At the summit, the EU planned to restate its promise made 18 years ago to give “its unequivocal support for the European perspective of the Western Balkans,” according to a draft summit declaration dated Sept. 11 seen by Reuters. That has undergone at least two rounds of talks with no agreement, diplomats said. EU states would not disclose their positions, but wealthy northern countries such as Denmark, France and the Netherlands fear a repeat of the rushed accession of Romania and Bulgaria in 2007 and the poorly managed migration of eastern European workers to Britain that turned many Britons against the EU, Reuters reports,
Serbia and Montenegro are currently conducting negotiations. Macedonia was hoping to begin the accession talks after the imposed name change that removed the Greek veto, but found itself stuck again, first by France and now by Bulgaria. Albania is currently blocked along with Macedonia, being part of a de-facto group with us. And Bosnia and Kosovo are even further away in their EU prospects. The new development comes as Serbia and Kosovo are locked in a new, growing row.
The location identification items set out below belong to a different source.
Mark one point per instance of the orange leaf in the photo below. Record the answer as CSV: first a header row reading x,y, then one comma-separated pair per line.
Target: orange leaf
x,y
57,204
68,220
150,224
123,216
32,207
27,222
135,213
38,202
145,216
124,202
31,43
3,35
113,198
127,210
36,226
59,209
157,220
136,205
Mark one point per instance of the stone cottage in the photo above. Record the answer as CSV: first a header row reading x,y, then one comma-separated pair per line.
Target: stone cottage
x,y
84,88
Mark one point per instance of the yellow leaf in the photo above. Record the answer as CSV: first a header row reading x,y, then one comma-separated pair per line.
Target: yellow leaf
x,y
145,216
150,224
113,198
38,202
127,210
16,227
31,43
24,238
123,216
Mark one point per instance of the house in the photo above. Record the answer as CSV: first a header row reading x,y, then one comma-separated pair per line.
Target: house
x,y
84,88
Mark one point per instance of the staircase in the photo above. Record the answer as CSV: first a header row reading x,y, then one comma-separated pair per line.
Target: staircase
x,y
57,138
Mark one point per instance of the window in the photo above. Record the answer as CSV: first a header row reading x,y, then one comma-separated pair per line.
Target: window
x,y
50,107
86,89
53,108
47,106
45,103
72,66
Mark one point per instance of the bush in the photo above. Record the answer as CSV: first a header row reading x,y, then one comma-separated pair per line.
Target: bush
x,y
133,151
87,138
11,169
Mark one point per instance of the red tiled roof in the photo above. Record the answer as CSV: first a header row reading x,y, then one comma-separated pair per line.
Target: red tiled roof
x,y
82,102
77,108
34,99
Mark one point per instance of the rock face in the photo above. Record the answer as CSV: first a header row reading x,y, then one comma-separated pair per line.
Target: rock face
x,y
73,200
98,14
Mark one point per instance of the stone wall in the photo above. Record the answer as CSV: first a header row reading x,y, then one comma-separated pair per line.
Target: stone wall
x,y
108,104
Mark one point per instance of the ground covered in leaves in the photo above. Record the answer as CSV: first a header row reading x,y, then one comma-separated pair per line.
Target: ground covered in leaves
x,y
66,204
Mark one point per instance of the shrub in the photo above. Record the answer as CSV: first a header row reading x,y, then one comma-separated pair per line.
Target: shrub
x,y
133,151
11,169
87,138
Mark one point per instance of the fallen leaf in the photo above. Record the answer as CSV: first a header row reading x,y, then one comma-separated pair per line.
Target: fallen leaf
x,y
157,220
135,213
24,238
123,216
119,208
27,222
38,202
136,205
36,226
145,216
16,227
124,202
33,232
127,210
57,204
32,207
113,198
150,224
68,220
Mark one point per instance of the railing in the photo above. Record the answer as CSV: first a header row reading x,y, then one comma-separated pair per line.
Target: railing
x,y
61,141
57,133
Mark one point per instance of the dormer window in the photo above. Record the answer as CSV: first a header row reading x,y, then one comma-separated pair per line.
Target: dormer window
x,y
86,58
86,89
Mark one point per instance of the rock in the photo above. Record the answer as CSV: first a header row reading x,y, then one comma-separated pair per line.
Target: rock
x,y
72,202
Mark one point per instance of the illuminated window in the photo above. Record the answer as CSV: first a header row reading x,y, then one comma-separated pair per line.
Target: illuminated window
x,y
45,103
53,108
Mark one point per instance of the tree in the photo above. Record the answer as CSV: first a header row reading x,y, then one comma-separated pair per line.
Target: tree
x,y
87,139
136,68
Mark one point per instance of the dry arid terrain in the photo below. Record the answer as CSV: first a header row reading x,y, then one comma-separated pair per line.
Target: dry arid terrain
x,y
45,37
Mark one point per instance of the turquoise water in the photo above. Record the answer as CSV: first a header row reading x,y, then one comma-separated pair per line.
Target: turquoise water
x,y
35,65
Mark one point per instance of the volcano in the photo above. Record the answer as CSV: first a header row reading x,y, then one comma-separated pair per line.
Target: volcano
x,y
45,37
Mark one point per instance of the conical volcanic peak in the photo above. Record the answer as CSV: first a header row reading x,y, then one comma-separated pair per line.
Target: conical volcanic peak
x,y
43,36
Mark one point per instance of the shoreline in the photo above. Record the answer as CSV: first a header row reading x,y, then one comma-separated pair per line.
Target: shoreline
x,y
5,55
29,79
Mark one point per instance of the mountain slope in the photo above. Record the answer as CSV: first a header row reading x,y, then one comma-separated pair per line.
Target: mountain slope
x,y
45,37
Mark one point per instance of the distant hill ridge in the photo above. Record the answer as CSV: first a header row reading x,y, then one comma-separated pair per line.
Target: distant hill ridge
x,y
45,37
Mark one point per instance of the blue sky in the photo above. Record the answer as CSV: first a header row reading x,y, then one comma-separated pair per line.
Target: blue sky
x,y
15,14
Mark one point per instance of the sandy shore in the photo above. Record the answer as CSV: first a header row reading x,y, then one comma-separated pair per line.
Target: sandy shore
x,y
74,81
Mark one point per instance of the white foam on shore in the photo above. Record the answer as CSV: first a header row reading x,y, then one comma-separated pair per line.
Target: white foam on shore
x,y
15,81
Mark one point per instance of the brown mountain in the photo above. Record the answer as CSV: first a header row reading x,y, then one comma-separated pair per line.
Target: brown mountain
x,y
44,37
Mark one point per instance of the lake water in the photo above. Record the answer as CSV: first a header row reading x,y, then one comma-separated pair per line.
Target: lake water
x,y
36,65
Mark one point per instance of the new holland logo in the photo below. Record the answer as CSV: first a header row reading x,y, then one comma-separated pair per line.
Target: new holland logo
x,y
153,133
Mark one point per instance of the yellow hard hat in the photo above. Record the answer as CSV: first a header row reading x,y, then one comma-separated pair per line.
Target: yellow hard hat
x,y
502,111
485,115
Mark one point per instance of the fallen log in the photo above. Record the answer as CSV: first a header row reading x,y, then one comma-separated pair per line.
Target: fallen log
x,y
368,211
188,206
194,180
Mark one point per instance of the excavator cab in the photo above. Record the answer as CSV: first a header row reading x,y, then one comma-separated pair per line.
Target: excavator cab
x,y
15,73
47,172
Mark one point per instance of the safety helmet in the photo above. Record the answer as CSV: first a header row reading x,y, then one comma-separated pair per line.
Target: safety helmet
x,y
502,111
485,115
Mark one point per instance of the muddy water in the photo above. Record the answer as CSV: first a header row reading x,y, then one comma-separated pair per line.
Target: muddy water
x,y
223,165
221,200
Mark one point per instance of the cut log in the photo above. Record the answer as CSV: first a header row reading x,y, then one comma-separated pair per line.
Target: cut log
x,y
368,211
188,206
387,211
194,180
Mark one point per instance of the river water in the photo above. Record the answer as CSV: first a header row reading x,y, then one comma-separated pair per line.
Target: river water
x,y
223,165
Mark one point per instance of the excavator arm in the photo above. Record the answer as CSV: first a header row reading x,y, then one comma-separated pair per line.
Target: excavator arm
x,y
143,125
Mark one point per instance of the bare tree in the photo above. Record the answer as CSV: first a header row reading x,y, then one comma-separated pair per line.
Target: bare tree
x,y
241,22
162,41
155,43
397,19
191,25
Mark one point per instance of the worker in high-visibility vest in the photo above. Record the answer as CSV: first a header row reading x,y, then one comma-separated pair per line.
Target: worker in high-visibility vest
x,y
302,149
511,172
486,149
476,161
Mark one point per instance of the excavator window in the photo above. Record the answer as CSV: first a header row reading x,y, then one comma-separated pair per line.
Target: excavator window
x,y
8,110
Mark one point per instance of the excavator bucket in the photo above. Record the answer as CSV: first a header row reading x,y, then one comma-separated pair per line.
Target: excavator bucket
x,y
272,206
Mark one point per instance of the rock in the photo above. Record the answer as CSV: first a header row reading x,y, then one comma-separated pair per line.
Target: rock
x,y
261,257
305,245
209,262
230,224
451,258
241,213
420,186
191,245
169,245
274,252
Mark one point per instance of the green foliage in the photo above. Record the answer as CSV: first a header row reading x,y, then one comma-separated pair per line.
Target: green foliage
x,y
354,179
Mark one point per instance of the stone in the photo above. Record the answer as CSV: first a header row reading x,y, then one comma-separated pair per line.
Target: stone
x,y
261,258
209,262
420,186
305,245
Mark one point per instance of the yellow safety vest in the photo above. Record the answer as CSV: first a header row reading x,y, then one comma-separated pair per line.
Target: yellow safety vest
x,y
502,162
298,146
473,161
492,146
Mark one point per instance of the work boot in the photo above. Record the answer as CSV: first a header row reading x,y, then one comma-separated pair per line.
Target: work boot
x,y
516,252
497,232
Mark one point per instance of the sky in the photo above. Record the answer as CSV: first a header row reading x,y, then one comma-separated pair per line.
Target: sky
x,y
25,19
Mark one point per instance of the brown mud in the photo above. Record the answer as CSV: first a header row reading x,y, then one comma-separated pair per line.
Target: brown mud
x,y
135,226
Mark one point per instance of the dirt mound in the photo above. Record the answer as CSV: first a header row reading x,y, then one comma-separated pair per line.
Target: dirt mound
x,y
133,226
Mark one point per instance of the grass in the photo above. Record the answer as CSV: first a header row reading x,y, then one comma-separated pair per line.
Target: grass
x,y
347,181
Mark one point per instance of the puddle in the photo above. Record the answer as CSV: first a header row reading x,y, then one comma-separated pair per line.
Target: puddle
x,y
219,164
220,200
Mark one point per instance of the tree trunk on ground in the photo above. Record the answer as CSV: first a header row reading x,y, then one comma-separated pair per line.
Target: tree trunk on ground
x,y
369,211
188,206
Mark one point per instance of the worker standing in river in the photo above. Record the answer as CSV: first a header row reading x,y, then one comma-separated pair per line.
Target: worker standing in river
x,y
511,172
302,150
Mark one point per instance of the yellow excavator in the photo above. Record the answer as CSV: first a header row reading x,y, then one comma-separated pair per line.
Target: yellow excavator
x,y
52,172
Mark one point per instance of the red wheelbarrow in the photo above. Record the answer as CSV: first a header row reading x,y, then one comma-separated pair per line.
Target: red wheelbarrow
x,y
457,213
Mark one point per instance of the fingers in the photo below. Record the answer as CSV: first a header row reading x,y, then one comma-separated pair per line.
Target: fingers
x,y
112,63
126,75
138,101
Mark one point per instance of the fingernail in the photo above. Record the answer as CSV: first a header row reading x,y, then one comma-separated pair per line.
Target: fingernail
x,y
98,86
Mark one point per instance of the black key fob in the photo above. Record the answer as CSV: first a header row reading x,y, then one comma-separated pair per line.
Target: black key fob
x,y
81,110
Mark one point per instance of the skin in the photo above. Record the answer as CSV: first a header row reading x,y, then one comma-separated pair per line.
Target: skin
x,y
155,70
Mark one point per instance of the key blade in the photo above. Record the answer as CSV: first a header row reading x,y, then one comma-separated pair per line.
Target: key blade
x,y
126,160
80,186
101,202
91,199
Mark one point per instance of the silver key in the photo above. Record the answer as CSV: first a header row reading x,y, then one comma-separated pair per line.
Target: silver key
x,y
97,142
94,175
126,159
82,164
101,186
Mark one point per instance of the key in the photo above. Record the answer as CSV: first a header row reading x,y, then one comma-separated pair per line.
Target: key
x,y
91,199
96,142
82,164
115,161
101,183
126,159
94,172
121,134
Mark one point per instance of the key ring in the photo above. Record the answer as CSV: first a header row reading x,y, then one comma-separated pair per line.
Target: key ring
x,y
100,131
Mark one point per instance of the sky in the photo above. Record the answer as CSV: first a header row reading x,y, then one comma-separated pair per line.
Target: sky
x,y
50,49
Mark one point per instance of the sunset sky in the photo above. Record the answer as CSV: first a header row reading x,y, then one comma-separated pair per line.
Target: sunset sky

“They have to misbehave to be noticed,” said a senior EU diplomat in Brussels involved in Balkan policy. “There is deterioration in the Balkans that stems from the lost interest in EU capitals.” The EU and the United States have appealed for calm and European Commission President Ursula von der Leyen began a three-day trip to the six Balkan countries on Tuesday to show the EU executive’s commitment to the region, Reuters reports, while warning that countries like Russia and China are poised to step into the region, unless the EU fills the power vacuum.
The agency divides the EU member states into two camps. It lists Slovenia, Austria, Italy, Croatia and the Baltic countries as pro-enlargement, while the Netherlands, Denmark and France are skeptical after the poor management of the enlargement toward Romania and Bulgaria.